Em entrevista concedida à revista VIBE sobre o álbum $TARFACE, o rapper Tyga confirmou ter recorrido à IA para gerar timbres de sintetizadores e solos de guitarra no projeto. Ao defender sua escolha, ele comparou o momento atual ao surgimento do Auto-Tune;
“EU NUNCA DISSE QUE NÃO USEI IA. DISSE QUE ELA NÃO TEVE NADA A VER COM O PROCESSO DE GRAVAÇÃO. NÃO TEM NADA DE ERRADO EM USAR UMA NOVA TECNOLOGIA COMO FERRAMENTA. ACOMPANHE OS TEMPOS OU FIQUE PARA TRÁS.”, declarou.
O discurso foi parecido com o de Fenix Flexin ao admitir o uso de ferramentas sintéticas na faixa “Rubberz”. Após ter negado inicialmente o recurso, o rapper garantiu que a tecnologia atuou de forma externa e não na gravação de sua voz.
Interesses comerciais e o peso dos veteranos.
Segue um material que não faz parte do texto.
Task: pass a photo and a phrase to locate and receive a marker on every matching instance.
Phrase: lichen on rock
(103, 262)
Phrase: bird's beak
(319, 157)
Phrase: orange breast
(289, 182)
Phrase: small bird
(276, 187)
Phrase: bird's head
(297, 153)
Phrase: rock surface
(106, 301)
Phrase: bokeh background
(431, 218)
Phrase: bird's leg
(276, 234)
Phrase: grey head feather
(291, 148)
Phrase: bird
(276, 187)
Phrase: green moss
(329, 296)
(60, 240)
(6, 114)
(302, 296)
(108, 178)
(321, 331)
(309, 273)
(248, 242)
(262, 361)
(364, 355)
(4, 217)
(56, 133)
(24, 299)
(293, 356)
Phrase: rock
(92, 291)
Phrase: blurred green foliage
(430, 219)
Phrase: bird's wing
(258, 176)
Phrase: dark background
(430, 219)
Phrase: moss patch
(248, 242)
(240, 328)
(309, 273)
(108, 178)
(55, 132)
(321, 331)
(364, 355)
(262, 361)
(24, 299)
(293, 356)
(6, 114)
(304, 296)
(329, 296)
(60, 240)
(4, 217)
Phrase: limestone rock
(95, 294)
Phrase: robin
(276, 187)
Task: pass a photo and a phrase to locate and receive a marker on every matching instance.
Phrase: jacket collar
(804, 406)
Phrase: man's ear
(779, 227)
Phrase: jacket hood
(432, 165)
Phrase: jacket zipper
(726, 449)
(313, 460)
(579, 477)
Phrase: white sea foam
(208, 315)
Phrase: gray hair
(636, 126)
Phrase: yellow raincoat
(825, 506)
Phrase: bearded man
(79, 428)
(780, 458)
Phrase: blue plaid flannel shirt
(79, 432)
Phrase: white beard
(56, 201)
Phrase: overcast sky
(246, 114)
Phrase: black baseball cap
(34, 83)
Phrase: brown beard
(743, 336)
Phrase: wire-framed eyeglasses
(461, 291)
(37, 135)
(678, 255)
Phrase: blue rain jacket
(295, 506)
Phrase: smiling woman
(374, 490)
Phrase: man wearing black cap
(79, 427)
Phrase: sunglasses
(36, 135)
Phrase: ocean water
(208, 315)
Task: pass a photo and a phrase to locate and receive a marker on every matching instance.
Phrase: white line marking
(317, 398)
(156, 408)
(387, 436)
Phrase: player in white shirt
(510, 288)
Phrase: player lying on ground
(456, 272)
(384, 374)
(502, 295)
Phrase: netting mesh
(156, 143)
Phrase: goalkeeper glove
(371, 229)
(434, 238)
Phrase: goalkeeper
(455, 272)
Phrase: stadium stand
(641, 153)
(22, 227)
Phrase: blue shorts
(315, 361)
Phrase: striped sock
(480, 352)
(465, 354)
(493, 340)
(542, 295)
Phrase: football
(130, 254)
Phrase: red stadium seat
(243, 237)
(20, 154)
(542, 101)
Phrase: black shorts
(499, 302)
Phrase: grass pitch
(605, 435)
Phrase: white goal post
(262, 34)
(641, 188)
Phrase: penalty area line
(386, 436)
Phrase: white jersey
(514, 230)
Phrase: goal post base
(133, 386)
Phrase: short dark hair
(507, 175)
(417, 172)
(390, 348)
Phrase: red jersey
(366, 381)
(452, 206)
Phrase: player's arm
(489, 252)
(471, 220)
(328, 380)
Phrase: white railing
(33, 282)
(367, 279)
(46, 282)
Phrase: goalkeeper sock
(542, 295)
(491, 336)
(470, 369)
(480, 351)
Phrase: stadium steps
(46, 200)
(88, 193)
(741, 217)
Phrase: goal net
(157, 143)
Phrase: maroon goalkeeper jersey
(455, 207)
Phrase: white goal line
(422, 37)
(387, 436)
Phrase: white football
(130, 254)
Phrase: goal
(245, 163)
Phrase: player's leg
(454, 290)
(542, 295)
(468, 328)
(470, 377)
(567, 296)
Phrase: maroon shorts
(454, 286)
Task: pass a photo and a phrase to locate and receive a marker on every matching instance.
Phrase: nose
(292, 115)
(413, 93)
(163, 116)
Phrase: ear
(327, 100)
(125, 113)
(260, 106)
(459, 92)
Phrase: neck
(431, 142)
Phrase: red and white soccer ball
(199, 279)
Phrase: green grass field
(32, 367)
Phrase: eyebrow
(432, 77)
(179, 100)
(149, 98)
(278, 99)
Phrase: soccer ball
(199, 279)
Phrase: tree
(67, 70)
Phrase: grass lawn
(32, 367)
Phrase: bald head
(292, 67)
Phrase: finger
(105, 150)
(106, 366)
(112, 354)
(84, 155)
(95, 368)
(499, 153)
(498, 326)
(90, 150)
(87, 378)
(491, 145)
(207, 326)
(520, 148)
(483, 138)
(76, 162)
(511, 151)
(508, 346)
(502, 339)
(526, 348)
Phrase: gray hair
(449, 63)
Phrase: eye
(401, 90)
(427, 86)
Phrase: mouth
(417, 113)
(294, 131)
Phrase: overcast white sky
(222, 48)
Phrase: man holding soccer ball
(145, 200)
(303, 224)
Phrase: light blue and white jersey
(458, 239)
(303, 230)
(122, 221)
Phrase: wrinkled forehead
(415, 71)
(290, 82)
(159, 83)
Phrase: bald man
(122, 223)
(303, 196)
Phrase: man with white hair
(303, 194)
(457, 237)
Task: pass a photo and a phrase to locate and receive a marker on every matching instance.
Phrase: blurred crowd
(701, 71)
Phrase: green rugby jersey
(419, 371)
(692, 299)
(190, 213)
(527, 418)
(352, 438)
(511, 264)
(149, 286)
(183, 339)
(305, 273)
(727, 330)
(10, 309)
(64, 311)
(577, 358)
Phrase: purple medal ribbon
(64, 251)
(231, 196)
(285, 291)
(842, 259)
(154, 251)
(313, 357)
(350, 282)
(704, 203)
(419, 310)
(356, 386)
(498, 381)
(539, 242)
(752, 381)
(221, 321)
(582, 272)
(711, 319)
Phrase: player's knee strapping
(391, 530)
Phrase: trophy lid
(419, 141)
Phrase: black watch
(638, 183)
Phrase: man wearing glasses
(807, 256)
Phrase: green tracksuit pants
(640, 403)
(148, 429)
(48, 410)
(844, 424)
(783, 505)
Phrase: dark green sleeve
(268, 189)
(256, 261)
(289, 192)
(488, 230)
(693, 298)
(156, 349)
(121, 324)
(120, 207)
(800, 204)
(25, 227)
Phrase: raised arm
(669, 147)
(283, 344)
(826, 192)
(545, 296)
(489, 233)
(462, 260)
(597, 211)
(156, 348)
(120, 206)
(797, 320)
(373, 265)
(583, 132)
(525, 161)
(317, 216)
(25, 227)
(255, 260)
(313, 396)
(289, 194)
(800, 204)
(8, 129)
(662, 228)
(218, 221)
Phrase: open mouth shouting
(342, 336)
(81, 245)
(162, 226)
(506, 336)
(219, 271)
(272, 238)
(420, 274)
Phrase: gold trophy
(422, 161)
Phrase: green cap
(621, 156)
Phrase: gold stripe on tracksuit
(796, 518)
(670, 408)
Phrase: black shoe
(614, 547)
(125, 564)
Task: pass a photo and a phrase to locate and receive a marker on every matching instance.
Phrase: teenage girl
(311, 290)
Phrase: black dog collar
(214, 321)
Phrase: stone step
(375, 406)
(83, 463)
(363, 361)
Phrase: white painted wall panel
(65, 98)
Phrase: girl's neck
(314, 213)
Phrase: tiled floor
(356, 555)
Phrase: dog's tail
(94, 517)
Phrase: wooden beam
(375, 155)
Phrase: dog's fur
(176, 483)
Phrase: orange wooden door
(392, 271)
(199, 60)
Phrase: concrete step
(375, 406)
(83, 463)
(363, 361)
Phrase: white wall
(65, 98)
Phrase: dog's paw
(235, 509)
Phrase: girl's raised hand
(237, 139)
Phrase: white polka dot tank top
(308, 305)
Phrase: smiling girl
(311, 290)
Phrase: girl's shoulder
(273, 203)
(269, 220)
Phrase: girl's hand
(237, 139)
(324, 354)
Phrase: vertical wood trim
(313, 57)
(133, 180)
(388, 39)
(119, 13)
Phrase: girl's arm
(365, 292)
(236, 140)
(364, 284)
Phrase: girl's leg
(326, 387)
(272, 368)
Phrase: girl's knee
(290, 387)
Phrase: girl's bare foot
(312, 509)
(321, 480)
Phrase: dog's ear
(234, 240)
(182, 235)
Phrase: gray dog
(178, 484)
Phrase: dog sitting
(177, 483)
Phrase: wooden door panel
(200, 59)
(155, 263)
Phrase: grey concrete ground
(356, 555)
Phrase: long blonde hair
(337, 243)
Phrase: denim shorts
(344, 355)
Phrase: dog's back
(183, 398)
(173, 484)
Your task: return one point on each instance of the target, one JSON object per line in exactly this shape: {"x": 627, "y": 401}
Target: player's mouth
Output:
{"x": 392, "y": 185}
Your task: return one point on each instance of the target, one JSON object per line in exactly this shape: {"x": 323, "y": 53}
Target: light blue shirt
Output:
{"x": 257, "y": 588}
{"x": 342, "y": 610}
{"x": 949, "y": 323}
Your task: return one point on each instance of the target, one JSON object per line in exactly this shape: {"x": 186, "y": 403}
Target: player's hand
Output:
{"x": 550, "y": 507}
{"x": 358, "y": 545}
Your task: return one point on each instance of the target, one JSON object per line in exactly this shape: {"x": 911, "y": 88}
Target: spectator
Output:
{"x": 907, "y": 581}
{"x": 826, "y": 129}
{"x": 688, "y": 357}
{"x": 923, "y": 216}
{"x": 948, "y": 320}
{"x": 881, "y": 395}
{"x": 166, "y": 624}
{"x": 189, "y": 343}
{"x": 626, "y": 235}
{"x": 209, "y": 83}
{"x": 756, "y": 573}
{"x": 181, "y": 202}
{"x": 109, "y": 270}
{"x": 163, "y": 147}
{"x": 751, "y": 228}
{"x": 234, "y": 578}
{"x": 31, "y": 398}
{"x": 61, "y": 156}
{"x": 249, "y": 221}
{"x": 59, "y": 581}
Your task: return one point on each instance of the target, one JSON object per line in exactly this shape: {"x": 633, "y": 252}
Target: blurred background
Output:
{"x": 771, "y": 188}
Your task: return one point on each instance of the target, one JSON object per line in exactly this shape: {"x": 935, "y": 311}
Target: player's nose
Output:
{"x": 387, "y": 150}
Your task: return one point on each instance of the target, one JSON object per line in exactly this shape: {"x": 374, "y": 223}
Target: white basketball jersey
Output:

Por trás da tentativa de apresentar a IA como um passo inevitável, figuram produtores veteranos que possuem cargos e investimentos diretos em empresas do setor. Timbaland e will.i.am assumiram o papel de principais porta-vozes dessa transição. Criador da gravadora Stage Zero Entertainment e parceiro da plataforma Suno, Timbaland costuma resumir sua posição de forma direta: “Isso não é algo para se ter medo, é algo que precisamos usar”.
Já will.i.am, fundador da FYI.AI, busca legitimidade na história da própria cultura de rua. Em entrevista dada à CNBC, o produtor estabeleceu um paralelo direto entre os geradores automáticos e a criação do hip-hop.
“Imagine que é 1970 e estamos falando de jazz. Um músico de jazz diria: ‘O que você acha desses samplers que estão chegando?’. Acontece que essa se tornou a forma do hip-hop de amostrar, reconfigurar e recortar. Não posso ser tão crítico da IA porque fiz uma carreira amostrando música”, justificou.
https://www.youtube.com/watch?v=sSiaB90XpII
Rejeição da cena e o recuo de Kanye West.
Apesar do empenho em equiparar os algoritmos ao Auto-Tune e ao sampling, a reação do público e de produtores independentes continua marcada por críticas éticas e preocupações com direitos autorais. O próprio Timbaland enfrentou forte repercussão negativa ao ser acusado de subir a produção e a tag do produtor independente K Fresh em uma plataforma de IA sem autorização.
O impacto da rejeição dos fãs ficou evidente na trajetória recente de Kanye West. Após utilizar filtros de voz sintéticos em VULTURES 2 e em prévias do disco BULLY, Ye voltou atrás diante da reação do público. Em publicação no X pouco tempo depois, o artista afirmou que estava odiando a tecnologia e que regravaria todo o material. A promessa foi cumprida e a versão final de BULLY chegou ao público com vocais 100% humanos.
A relação turbulenta do rap com essas ferramentas também coleciona desdobramentos legais divulgados pela imprensa Recentemente a Complex notíciou que um foi processo aberto na Califórnia por um produtor anônimo, Ye é cobrado em 110 mil dólares pela criação de modelos vocais sintéticos, comprovando que a tentativa de impor a inteligência artificial na cena ainda enfrenta grande resistência.